*Walmir Ayala – Poeta, escritor, crítico, romancista, tradutor, obteve em 1970 o Prêmio Brasília de Literatura.
Franklin Jorge considera o personagem de suas liturgias existencialmente falido. Os personagens, diria eu. Mas desta falência confessada e patética, ele extrai um depoimento apaixonante sobre o tempo que passa.
Ao optar pela denominação de “liturgias”, para esta prosa confessional e despudorada, apesar da delicadeza e da poesia que serve de vértebra ao denso monólogo, Franklin Jorge delata o timbre sacral de sua narrativa, que não conta histórias, mas cauteriza experiências. E estas liturgias nomeiam realmente seus interlocutores, para o louvor ou a execração. Neste sentido um livro até certo ponto terrível, pelo desassombrado desaforo de certas passagens, e de uma luminosidade afetiva e amorosa em muitos momentos antípodas.
O que magnetiza mais, na leitura deste livro, não é o componente ficcional, o encadeado de situações nem sempre inteiras em sua corporificação verbal. Interessa sobretudo é o ritmo, e a confissão (profissão de fé) desnastrada em reflexões de grande beleza e profundidade. Franklin Jorge integra uma geração de apedrejadores, e sente-se o gozo com que atinge o alvo, ao mesmo tempo a entrega deliciosa aos momentos de puro enleio lírico. Há uma grande dignidade durante o livro todo, onde se delineia o poeta marginalizado numa sociedade mesquinha e preconceituosa, onde os valores da vaidade, do materialismo imediato e supérfluo, sobrepõem-se a qualquer sentimento menos epidérmico.
Acompanha-se o sofrer em carne viva, de circunstâncias coroadas de injustiça, e sobretudo da insuportável visão dos paquidermes diante de uma relva orvalhada, que não lhes parece capaz de suportar o peso das nádegas e da consciência que carregam. Há um toque sedutor de narcisismo confesso, um gosto de ser amado e admirado, que revela o quanto o autor se empenha em ser sincero, conquistando com isso um espaço de ingenuidade que logo se transforma em fortaleza. Porque nas horas da porrada, ninguém como ele. E ninguém tão generoso em estreitar contra o coração as expressões humanas ou literárias embebidas de humanidade e inocência. Uso inocência aqui como expressão de um estado de despojamento que toca o nervo da pura verdade, e que pode ser nuvem ou espinho, escarro ou redenção.

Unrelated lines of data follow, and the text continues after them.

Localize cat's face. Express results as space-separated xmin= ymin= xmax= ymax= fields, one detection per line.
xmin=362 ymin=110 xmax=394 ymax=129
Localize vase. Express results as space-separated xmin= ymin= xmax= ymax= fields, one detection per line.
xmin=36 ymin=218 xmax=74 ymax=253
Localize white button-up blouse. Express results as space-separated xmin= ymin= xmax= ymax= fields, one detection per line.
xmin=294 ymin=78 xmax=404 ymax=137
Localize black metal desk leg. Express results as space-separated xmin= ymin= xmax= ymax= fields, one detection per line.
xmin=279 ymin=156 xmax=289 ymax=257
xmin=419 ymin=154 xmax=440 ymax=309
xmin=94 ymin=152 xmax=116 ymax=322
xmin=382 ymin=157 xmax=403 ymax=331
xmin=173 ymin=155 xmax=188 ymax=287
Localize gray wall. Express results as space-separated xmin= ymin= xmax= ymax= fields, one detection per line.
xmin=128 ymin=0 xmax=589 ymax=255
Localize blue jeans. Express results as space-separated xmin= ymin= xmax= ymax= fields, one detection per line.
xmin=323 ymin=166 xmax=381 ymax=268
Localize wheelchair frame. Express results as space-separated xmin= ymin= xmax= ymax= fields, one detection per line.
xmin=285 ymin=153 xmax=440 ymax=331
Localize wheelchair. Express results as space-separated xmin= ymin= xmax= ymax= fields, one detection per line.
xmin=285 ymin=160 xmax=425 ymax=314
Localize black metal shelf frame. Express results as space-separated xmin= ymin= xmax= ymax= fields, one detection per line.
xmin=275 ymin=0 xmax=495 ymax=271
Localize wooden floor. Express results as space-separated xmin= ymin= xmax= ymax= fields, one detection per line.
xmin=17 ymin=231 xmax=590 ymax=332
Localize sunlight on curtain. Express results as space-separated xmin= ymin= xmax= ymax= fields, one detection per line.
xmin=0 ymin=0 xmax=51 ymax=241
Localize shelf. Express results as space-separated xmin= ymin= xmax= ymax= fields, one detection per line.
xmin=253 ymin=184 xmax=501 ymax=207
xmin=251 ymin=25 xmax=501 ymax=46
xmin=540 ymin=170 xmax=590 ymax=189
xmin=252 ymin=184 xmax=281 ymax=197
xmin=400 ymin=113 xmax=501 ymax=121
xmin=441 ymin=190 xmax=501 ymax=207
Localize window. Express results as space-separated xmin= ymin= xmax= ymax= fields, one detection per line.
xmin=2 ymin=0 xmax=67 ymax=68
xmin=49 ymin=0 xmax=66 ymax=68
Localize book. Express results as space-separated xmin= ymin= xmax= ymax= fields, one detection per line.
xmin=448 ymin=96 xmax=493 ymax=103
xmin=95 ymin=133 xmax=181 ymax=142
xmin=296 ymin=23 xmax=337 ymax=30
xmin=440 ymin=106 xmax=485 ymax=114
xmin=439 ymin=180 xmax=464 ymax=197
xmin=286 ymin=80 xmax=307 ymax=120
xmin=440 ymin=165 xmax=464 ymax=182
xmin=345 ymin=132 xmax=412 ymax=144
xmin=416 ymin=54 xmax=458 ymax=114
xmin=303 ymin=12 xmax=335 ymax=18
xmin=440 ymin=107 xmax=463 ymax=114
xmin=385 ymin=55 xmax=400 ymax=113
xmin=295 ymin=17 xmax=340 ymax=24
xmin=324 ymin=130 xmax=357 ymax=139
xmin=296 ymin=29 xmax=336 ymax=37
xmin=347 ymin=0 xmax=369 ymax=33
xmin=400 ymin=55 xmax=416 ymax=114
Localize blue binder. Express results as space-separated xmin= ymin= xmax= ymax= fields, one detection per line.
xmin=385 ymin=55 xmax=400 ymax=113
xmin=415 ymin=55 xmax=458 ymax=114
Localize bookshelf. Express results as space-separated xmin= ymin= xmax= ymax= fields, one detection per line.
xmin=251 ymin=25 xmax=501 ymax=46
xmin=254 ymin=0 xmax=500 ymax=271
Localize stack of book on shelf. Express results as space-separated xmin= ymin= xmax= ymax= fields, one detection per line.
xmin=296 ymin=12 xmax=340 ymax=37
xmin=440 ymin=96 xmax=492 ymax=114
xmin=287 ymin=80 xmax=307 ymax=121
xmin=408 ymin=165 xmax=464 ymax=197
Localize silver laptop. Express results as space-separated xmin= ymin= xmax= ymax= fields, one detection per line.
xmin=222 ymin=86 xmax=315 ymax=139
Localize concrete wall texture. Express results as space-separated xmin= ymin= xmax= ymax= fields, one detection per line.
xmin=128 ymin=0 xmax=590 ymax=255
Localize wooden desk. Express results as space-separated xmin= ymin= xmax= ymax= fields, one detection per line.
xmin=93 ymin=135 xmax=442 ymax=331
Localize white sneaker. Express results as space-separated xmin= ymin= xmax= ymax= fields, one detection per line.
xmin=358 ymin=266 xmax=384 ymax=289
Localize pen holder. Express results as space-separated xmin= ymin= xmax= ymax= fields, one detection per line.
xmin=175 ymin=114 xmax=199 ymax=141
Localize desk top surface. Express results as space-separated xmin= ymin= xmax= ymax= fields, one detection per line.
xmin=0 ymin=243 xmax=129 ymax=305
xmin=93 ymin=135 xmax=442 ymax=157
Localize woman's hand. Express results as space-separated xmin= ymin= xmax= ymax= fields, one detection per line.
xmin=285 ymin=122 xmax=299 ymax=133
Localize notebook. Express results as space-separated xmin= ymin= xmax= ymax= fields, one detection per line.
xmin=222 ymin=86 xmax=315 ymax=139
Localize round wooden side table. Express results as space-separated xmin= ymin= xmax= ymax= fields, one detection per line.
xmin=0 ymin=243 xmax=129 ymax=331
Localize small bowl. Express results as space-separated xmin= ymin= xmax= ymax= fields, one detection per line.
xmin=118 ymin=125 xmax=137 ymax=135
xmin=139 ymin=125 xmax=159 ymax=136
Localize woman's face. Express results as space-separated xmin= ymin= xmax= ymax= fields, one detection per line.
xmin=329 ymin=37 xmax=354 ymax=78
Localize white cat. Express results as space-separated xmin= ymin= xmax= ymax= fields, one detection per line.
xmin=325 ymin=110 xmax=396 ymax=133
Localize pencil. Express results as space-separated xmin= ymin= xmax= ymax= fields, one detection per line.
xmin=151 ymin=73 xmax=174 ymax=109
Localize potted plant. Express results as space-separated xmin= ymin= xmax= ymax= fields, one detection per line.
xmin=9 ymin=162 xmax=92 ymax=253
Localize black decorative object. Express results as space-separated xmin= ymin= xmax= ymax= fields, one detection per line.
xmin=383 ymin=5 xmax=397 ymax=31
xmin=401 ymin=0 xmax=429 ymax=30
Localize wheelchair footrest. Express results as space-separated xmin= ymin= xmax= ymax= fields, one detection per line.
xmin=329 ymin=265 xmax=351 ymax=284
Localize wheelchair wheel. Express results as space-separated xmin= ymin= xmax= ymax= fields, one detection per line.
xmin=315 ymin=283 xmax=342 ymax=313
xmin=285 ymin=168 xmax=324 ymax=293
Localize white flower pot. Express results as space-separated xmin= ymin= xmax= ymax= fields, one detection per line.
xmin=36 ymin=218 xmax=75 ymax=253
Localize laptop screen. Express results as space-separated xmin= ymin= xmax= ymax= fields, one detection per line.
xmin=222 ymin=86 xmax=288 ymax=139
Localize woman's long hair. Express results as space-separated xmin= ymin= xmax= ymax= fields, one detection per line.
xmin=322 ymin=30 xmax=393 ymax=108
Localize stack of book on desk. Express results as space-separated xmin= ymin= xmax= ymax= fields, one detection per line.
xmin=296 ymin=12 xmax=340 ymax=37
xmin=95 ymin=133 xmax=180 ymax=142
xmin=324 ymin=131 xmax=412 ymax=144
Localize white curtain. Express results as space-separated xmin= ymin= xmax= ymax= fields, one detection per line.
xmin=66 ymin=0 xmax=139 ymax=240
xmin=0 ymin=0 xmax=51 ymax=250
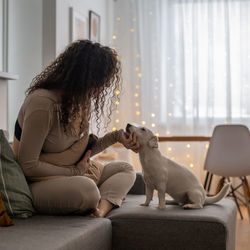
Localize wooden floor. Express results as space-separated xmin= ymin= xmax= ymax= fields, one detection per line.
xmin=236 ymin=206 xmax=250 ymax=250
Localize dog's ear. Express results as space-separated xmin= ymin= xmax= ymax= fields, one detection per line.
xmin=148 ymin=136 xmax=158 ymax=148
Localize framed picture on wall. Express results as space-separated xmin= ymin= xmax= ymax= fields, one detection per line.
xmin=89 ymin=11 xmax=101 ymax=42
xmin=70 ymin=7 xmax=88 ymax=42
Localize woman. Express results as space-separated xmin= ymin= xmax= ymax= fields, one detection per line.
xmin=12 ymin=40 xmax=140 ymax=217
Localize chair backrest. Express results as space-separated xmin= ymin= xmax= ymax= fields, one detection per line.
xmin=204 ymin=124 xmax=250 ymax=177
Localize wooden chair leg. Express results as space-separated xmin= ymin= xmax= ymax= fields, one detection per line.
xmin=204 ymin=172 xmax=214 ymax=194
xmin=242 ymin=176 xmax=250 ymax=219
xmin=228 ymin=177 xmax=243 ymax=220
xmin=215 ymin=177 xmax=225 ymax=195
xmin=207 ymin=173 xmax=213 ymax=193
xmin=204 ymin=171 xmax=210 ymax=191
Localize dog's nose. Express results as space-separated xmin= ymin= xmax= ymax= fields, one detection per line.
xmin=126 ymin=123 xmax=132 ymax=133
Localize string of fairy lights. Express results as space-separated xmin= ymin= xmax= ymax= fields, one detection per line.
xmin=110 ymin=9 xmax=210 ymax=170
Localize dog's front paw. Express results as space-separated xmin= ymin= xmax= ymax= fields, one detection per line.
xmin=157 ymin=204 xmax=166 ymax=210
xmin=140 ymin=203 xmax=149 ymax=207
xmin=182 ymin=203 xmax=203 ymax=209
xmin=182 ymin=204 xmax=191 ymax=209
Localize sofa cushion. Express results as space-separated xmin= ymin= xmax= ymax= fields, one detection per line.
xmin=0 ymin=215 xmax=111 ymax=250
xmin=108 ymin=195 xmax=236 ymax=250
xmin=0 ymin=130 xmax=35 ymax=218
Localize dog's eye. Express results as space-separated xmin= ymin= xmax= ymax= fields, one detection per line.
xmin=141 ymin=128 xmax=145 ymax=131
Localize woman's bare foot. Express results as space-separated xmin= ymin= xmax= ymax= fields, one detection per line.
xmin=89 ymin=199 xmax=121 ymax=218
xmin=89 ymin=208 xmax=101 ymax=218
xmin=96 ymin=200 xmax=114 ymax=218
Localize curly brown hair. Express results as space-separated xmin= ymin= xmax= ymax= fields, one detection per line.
xmin=26 ymin=40 xmax=121 ymax=134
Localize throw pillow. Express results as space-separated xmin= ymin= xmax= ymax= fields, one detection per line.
xmin=0 ymin=129 xmax=36 ymax=218
xmin=0 ymin=192 xmax=14 ymax=226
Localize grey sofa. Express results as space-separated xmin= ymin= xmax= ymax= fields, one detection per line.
xmin=0 ymin=173 xmax=236 ymax=250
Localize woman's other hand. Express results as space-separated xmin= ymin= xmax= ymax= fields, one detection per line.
xmin=75 ymin=150 xmax=91 ymax=175
xmin=120 ymin=131 xmax=140 ymax=153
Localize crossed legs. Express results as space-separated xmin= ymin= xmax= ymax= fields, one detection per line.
xmin=29 ymin=161 xmax=135 ymax=217
xmin=95 ymin=161 xmax=136 ymax=217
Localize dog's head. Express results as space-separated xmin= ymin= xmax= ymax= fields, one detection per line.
xmin=126 ymin=123 xmax=158 ymax=148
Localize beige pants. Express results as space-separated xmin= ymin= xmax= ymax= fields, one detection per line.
xmin=29 ymin=162 xmax=136 ymax=215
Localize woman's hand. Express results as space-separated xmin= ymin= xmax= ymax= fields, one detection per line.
xmin=74 ymin=150 xmax=91 ymax=175
xmin=120 ymin=131 xmax=140 ymax=153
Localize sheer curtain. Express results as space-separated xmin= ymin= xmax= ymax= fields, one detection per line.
xmin=112 ymin=0 xmax=250 ymax=179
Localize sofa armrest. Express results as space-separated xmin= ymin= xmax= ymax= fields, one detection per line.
xmin=128 ymin=172 xmax=145 ymax=195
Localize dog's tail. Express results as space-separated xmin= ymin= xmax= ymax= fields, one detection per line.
xmin=204 ymin=183 xmax=230 ymax=205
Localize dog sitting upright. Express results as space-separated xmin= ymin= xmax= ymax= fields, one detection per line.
xmin=126 ymin=124 xmax=230 ymax=209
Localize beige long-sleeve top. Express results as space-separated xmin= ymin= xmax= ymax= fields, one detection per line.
xmin=16 ymin=89 xmax=123 ymax=182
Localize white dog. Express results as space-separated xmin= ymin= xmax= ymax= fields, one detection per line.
xmin=126 ymin=124 xmax=230 ymax=209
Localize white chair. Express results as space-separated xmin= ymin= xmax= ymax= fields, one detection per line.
xmin=204 ymin=124 xmax=250 ymax=219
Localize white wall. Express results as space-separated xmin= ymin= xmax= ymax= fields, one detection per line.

Confesso que li este livro de uma só vez, incapaz de interromper o mergulho. Isto me parece consagrador, se outros leitores tiverem a mesma empatia. Interessou-me nele, em cada palavra, o calor e o interesse da vida vivida. E por falar em vida, dou a Franklin Jorge a palavra a este respeito, quando nos diz: “Escrevo. E a minha vida vai ficando inteiramente por escrever. A vida, para a fuga, encontra sempre uma porosidade. Mário de Oliveira disse exatamente isto em seu poema. A vida, essa energia multifária, criando-se da contradição e do caos, da própria vida e da morte. Da vida que sobrevive na morte. Há, na morte, uma forma de vida obscura que aguarda ainda a mais completa morte, para de repente brotar numa forma de vida que, por sua vez, traz dentro de si uma morte incessante e secreta. Como uma serpente autofágica que se escreve. Escrever, essa redundância”.
*Apresentação do romance Esse Negócio Falido de Existir [inédito].